As the clock strikes 9 in the morning, gongs and bells create a cacophony in front of temples across Odisha. This has been the ritual for nine minutes every day since November 11. This morning service has a different ring to it, though. It is part of a protest by priests against the government’s refusal to allow reopening of temples, closed since mid-March because of the Covid pandemic. The Odisha Mandira Sevayat Sangha, the apex organisation of temple priests in the state, has also decided to stage a dharna outside the state assembly the day it opens for the winter session on November 20.
Gongs And Bells
Faith or health?
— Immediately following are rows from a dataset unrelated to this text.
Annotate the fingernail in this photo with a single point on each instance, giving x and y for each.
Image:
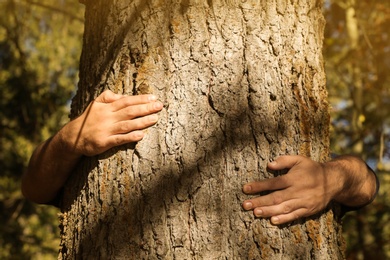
(247, 188)
(275, 220)
(258, 212)
(152, 98)
(272, 163)
(248, 205)
(153, 118)
(158, 105)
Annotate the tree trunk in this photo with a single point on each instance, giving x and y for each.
(242, 82)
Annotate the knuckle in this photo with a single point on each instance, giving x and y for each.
(276, 199)
(287, 209)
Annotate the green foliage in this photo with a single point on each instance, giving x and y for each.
(359, 89)
(40, 44)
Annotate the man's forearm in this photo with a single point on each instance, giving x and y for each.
(359, 182)
(49, 168)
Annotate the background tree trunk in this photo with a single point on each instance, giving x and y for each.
(242, 82)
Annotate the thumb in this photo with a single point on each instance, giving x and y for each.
(108, 96)
(285, 162)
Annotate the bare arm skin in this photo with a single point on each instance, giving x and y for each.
(309, 186)
(110, 120)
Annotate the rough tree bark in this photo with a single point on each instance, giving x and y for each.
(242, 82)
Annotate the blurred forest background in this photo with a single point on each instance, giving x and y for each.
(40, 46)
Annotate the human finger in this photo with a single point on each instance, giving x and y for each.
(272, 199)
(135, 111)
(290, 217)
(123, 127)
(108, 96)
(128, 101)
(271, 184)
(285, 162)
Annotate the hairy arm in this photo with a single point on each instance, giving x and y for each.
(309, 186)
(109, 121)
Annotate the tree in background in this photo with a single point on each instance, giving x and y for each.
(242, 82)
(357, 54)
(40, 45)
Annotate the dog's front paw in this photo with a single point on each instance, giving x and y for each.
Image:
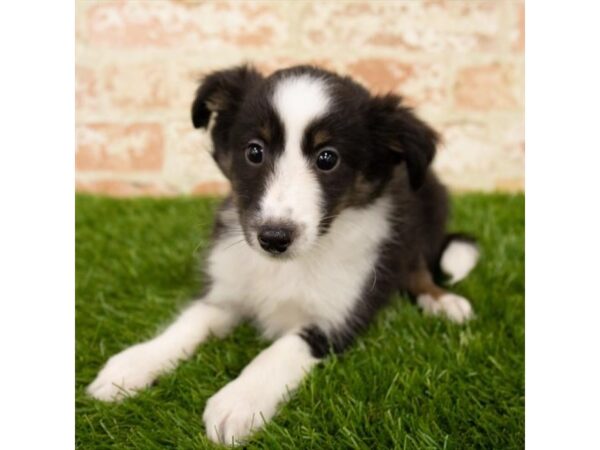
(454, 307)
(127, 372)
(237, 410)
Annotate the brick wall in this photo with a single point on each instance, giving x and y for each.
(460, 63)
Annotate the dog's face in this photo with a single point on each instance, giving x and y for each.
(302, 145)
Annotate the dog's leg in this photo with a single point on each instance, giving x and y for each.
(250, 400)
(138, 366)
(435, 300)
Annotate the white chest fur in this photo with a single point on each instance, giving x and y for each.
(320, 287)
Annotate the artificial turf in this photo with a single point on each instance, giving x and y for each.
(410, 382)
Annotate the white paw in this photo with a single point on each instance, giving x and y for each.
(239, 409)
(454, 307)
(127, 372)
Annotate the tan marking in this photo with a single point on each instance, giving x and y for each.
(217, 102)
(265, 132)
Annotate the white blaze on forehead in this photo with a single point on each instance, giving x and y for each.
(293, 192)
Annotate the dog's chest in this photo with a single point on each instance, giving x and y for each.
(321, 287)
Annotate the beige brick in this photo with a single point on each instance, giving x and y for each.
(455, 26)
(188, 160)
(177, 24)
(487, 87)
(115, 147)
(86, 87)
(417, 83)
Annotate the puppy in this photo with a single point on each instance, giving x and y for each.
(333, 209)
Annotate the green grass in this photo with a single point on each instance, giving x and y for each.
(410, 382)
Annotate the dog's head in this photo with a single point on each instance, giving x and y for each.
(302, 145)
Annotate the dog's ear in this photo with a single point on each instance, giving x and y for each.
(222, 92)
(397, 129)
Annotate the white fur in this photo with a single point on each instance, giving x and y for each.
(293, 193)
(138, 366)
(318, 287)
(250, 400)
(459, 259)
(454, 307)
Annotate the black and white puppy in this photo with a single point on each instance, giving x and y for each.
(333, 209)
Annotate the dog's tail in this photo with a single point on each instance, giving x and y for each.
(458, 257)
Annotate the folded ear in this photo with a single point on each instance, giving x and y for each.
(222, 92)
(397, 129)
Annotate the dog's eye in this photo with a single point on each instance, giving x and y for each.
(254, 152)
(327, 159)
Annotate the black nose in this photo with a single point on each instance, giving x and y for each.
(275, 239)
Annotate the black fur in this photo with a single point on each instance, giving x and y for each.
(385, 149)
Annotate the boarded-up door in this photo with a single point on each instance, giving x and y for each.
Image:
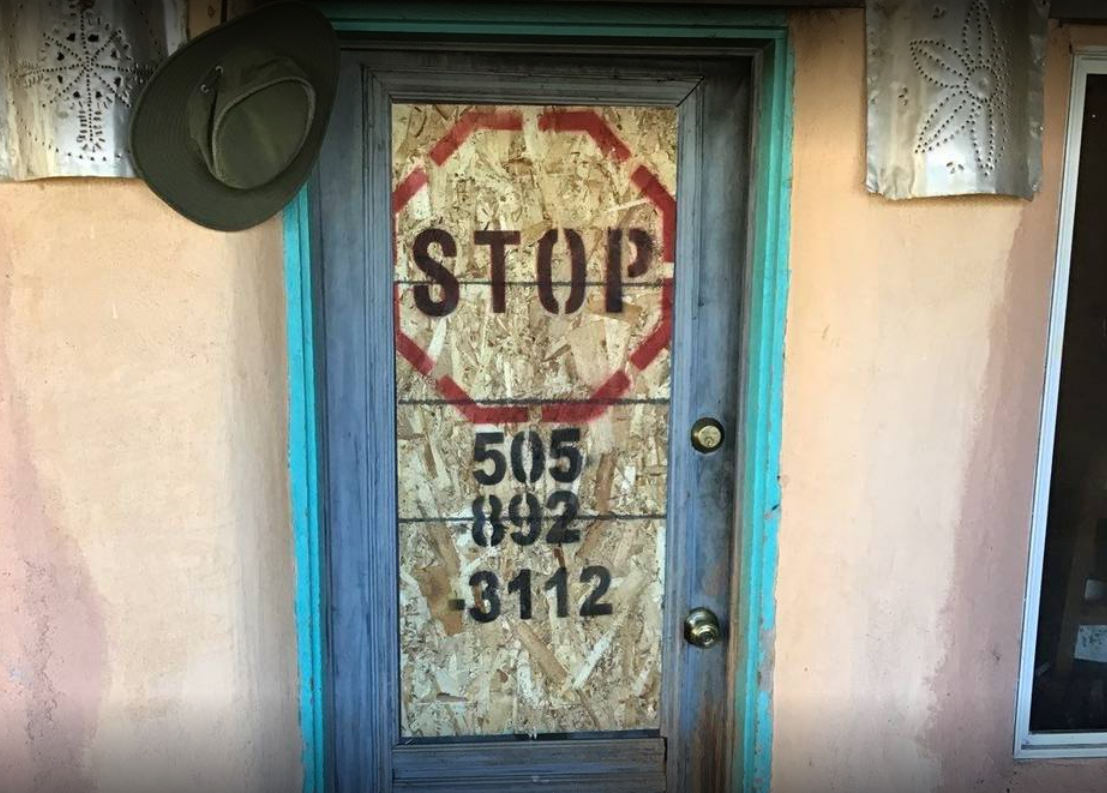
(531, 275)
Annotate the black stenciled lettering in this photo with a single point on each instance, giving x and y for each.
(521, 585)
(592, 607)
(537, 456)
(486, 606)
(482, 521)
(451, 291)
(559, 582)
(578, 271)
(533, 519)
(497, 243)
(482, 453)
(643, 250)
(560, 533)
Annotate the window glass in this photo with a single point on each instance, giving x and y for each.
(1069, 690)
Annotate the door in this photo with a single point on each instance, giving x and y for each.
(531, 278)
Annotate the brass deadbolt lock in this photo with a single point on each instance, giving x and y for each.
(701, 628)
(706, 435)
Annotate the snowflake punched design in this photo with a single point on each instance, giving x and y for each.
(84, 65)
(974, 89)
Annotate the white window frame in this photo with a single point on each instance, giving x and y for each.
(1055, 744)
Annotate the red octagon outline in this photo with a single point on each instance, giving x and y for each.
(567, 121)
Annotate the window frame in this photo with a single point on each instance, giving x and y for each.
(1057, 744)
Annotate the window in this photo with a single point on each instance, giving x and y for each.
(1063, 687)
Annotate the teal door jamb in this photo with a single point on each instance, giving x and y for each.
(767, 302)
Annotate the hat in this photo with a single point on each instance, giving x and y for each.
(228, 127)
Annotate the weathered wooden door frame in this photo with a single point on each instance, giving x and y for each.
(764, 35)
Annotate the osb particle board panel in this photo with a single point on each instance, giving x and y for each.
(533, 403)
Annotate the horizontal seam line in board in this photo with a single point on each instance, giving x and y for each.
(644, 516)
(535, 400)
(485, 282)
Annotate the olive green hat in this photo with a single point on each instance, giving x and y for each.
(228, 127)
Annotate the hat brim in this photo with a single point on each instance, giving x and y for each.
(162, 150)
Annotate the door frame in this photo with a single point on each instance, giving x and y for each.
(759, 495)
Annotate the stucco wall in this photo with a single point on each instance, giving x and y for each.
(145, 558)
(146, 573)
(914, 348)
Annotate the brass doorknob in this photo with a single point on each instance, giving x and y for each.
(701, 628)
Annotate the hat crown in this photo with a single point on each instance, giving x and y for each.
(250, 116)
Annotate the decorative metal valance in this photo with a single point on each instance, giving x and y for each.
(69, 74)
(954, 96)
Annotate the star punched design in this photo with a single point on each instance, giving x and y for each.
(84, 67)
(973, 89)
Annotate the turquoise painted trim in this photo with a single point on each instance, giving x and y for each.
(763, 408)
(552, 19)
(303, 484)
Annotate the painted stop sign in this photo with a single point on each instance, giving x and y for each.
(534, 277)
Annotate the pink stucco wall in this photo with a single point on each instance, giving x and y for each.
(916, 347)
(146, 578)
(145, 554)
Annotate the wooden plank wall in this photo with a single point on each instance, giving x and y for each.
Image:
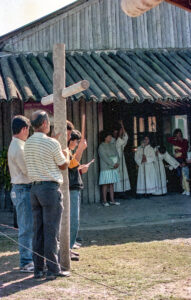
(91, 192)
(101, 24)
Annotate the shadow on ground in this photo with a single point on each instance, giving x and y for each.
(137, 234)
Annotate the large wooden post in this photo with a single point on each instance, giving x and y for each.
(135, 8)
(60, 127)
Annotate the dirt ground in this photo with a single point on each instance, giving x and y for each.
(12, 281)
(135, 229)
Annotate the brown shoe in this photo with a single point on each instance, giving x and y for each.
(53, 276)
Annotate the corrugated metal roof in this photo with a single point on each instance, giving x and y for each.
(121, 76)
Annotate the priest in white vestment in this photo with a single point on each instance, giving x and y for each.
(147, 178)
(162, 154)
(121, 141)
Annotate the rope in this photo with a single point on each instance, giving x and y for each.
(74, 272)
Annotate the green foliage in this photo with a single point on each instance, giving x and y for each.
(5, 180)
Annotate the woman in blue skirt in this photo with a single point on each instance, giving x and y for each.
(109, 163)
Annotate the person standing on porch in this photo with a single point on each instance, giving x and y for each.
(44, 161)
(121, 139)
(20, 193)
(77, 145)
(185, 178)
(161, 155)
(180, 146)
(109, 163)
(145, 158)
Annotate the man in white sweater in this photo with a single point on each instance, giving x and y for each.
(20, 193)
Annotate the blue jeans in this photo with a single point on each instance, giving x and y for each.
(47, 207)
(74, 215)
(20, 196)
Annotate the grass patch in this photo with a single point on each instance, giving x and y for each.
(155, 270)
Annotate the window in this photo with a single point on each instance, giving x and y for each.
(142, 126)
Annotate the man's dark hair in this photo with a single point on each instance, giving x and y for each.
(176, 131)
(38, 118)
(18, 123)
(162, 149)
(70, 126)
(75, 135)
(104, 134)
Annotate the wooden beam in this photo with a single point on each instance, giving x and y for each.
(135, 8)
(68, 92)
(60, 127)
(184, 4)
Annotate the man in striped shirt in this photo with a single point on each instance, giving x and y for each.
(44, 161)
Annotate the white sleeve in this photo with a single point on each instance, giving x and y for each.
(138, 157)
(171, 160)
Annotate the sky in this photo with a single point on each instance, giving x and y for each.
(16, 13)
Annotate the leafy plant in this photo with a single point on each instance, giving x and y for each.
(5, 180)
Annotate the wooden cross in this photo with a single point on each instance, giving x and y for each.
(60, 93)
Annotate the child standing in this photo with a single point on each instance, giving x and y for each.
(185, 179)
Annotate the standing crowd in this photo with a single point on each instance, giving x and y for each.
(151, 179)
(36, 165)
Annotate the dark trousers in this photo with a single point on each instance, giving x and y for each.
(46, 201)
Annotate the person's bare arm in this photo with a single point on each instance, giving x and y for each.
(66, 153)
(81, 147)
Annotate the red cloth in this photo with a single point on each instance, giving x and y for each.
(180, 147)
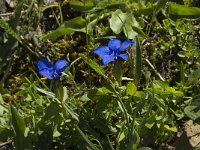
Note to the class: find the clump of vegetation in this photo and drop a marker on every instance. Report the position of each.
(56, 93)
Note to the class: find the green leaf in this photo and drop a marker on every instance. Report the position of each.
(71, 112)
(173, 129)
(76, 24)
(194, 76)
(138, 63)
(45, 92)
(94, 65)
(153, 9)
(117, 21)
(86, 139)
(144, 148)
(125, 22)
(82, 6)
(177, 11)
(131, 89)
(192, 112)
(19, 128)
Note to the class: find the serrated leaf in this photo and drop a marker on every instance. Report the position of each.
(94, 65)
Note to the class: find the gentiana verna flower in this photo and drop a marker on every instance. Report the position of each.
(114, 51)
(50, 71)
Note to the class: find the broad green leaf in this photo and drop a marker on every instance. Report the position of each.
(144, 148)
(177, 11)
(116, 5)
(128, 27)
(71, 112)
(19, 128)
(82, 6)
(65, 94)
(5, 133)
(131, 89)
(153, 9)
(138, 62)
(94, 65)
(86, 139)
(121, 136)
(117, 21)
(192, 112)
(45, 92)
(125, 22)
(76, 24)
(194, 76)
(173, 129)
(17, 121)
(57, 33)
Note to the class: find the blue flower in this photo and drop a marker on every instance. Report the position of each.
(51, 71)
(113, 51)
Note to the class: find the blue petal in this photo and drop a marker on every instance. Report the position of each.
(125, 45)
(114, 44)
(44, 64)
(48, 73)
(108, 58)
(102, 50)
(61, 65)
(123, 56)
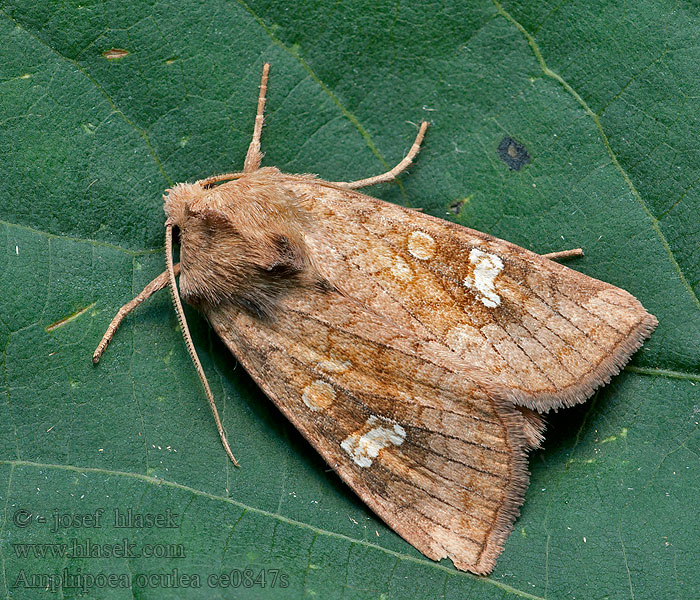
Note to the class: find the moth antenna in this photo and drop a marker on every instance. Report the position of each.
(188, 338)
(217, 178)
(157, 284)
(253, 158)
(389, 175)
(564, 254)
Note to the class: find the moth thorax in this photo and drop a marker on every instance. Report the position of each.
(241, 243)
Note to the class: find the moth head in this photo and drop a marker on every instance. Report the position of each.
(241, 242)
(177, 198)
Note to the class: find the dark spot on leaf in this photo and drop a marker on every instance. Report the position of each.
(115, 53)
(513, 153)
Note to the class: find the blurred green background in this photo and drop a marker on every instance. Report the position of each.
(604, 96)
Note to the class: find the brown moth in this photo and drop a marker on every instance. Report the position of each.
(414, 354)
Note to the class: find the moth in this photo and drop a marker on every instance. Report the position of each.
(416, 355)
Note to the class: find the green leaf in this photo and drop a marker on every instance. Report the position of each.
(603, 97)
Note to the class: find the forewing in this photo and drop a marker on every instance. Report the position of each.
(432, 450)
(549, 334)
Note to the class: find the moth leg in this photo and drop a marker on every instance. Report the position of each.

States everywhere have been chary of reopening temples. But priests in Odisha start a unique protest…. Their dilemma is different: health or starvation?
The sangha held three such gong-and-bell protests over the past month. The decision on daily protests was taken on November 9 after the previous three fell on deaf ears. The priests accuse the Naveen Patnaik government of playing footsie with them. The government, they point out, gave sufficient hints that it was considering reopening the temples after the first protest on October 6 when the chief secretary wrote to district collectors to report within 10 days if temples could be reopened. But it backed off later. “Public worship in temples has been allowed under the Unlock-6 guidelines and many states have already done so. But our government says temples would be reopened only when schools and other institutions reopen in the state,” says Kamadev Tripathy, president of the sangha.
Reopening of temples has been a touchy issue elsewhere as well, especially in Maharashtra where the government is under pressure to open places of worship. The clamour has grown in the past months, with the BJP and several groups protesting often against the Shiv Sena and its ruling Maha Vikas Aghadi over keeping temples shuttered but allowing most activities to restart. There has been an unpleasant exchange between governor B.S. Koshyari, batting for reopening, and chief minister Uddhav Thackeray, who’s constrained by the huge caseload of Covid patients in his state. Thackeray indicated recently that places of worship could be opened up after Diwali.
In Kerala, the government has drawn up to-dos for pilgrims at the Ayyappa temple in Sabarimala, where the annual, two-month Mandala-Makaravillaku season starts on November 16. Only 1,000 pilgrims will be allowed every day to offer prayers at the hill shrine, which was opened for five days in October. As congregations—religious or otherwise—have become super spreaders of the coronavirus across the globe, states are wary of opening places of worship.
It’s not just faith playing a part in the outcry over the extended temple lockdown. The quarantine has hit an economy that sustains tens of thousands of people associated with shrines. A priest in Bhubaneswar explains: “Thousands of priests are almost starving…they earn their livelihood from offerings of devotees. The government ignored our demand for Rs 20, 000 to each priest till temples reopen. How do we survive?” For its part, the government points to the possibility of a second wave of Covid infection or a fresh surge like in Kerala and Delhi, if temples—closed, crowded spaces with poor airflow—are thrown open.